Sans I/O (popularized by https://sans-io.readthedocs.io/) refers to the idea of separating logic from input/output calls, and for KantoDB is mostly applicable with the from-scratch v2 storage format. (We could abstract out the whole RocksDB API, but it's quite large, complicated, and much more work than "read 2 MiB from disk at this offset".)
Is KantoDB Open Source?
Emphatically yes. Apache 2 licensed, about as permissive as it gets.
We have no intent of rug-pulling the community with a non-open-source license later, but naturally nobody trusts statements like that anymore.
Software architecture
KantoDB is programmed in Rust. (For v0 and v1, we're using the RocksDB library for data storage, which is written in C++.)
KantoDB stands on the shoulders of giants fairly tall people.
- DataFusion
- Apache Arrow
- sqlparser
- pgwire
- RocksDB
KantoDB uses the DataFusion library for query planning and execution. DataFusion in turn uses the Apache Arrow in-memory data exchange format. Arrow is a column-oriented format designed with SIMD optimizations in mind. This makes KantoDB essentially a hybrid row/columnar database; with RocksDB, the on-disk storage is still row-based, but as we scan a table or index and load data into memory, it is made columnar.
Single node only
KantoDB is not a distributed database. It does not use Raft or Paxos or such distributed consensus mechanisms, it does not coordinate writes across a multiple server machines, and it does not "scale out". We intend to focus on easy disaster recovery over scale-out or high availability. This limitation keeps the software much simpler.
We do not care about scaling OLTP beyond a 448-core 24 TiB RAM server with a dozen 2 TiB NVMe drives (2025 numbers). That is a huge amount of data and processing ability most companies will never grow beyond.
We aim to compete with Postgres and SQLite1, not with CockroachDB, Spanner, or such.
We care deeply about running as a library (like SQLite) with relatively low resource requirements. Think cheap cloud VM not embedded hardware, for now. This will also be core part of our developer experience, allowing you to run application tests against the library even when production is using a standalone server.
We care about easy, automatic and streaming backups to cloud object storage, such as S3 -- and disaster recovery from it.
We intend to support easy-to-run read-only asynchronous replicas, if that comes naturally.
We intend to support easy OLAP integration by exposing archived tables directly from object storage, as Delta Lake or such, when reads can lag and throughput is king.
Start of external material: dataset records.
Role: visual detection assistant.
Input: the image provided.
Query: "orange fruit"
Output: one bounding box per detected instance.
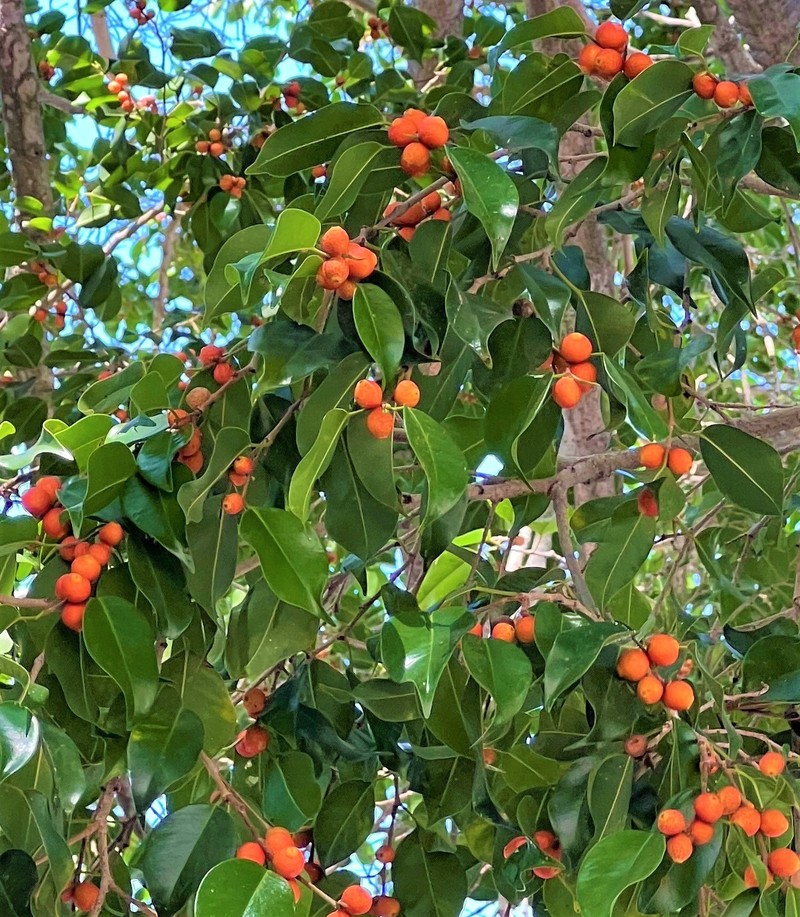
[617,647,650,681]
[647,634,681,665]
[664,681,694,711]
[636,675,664,704]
This may even be our chosen backup format.
Both at the same time; we are building both a database server and a library.
Server
The database server provides a Postgres wire protocol compatible TCP server, implemented with the pgwire
library.
This allows multiple client machines (for example, a pool of web servers) to use the database server for storing data and coordinating activity.
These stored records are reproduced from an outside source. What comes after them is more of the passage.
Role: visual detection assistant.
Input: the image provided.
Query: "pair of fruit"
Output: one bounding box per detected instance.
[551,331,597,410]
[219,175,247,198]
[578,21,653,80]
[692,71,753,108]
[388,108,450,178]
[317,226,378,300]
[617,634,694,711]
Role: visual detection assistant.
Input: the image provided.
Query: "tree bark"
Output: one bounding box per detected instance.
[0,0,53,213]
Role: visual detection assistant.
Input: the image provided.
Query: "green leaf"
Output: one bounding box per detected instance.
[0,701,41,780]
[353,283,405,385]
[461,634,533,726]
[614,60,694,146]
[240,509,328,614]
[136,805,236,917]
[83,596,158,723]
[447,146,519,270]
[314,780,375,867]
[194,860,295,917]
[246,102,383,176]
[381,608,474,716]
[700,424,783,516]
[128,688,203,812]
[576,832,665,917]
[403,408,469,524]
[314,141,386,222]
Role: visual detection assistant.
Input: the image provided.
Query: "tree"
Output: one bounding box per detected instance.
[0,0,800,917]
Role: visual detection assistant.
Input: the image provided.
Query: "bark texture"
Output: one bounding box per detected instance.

A notable difference from Postgres is that KantoDB's per-connection and per-query overheads are smaller (note: pending benchmark results).
Postgres spawns a relatively heavy-weight process per connection; in KantoDB connections are just async
contexts in Tokio, and currently live queries use a worker in a thread pool.
(Current limitations: no TLS, no UNIX domain sockets.)
Library
The Rust crate (library) kanto
is a programming library for application development, much in the style of SQLite.
It stores the database in a directory of local files.
Differences from SQLite:
- The
kanto
library is written in Rust, not C, and thus can be used natively only from Rust programs. - Bindings for other programming languages can be made later, for example for C, C++, JavaScript (NodeJS, Deno), Python.
- RocksDB databases can only be opened by one process at a time; SQLite lets multiple processes open the database, managing locking at a more fine grained level. (Note that multi-process SQLite databases come with performance caveats, and generally should be avoided, but are useful as an admin side channel; we do not currently have a solution like that.)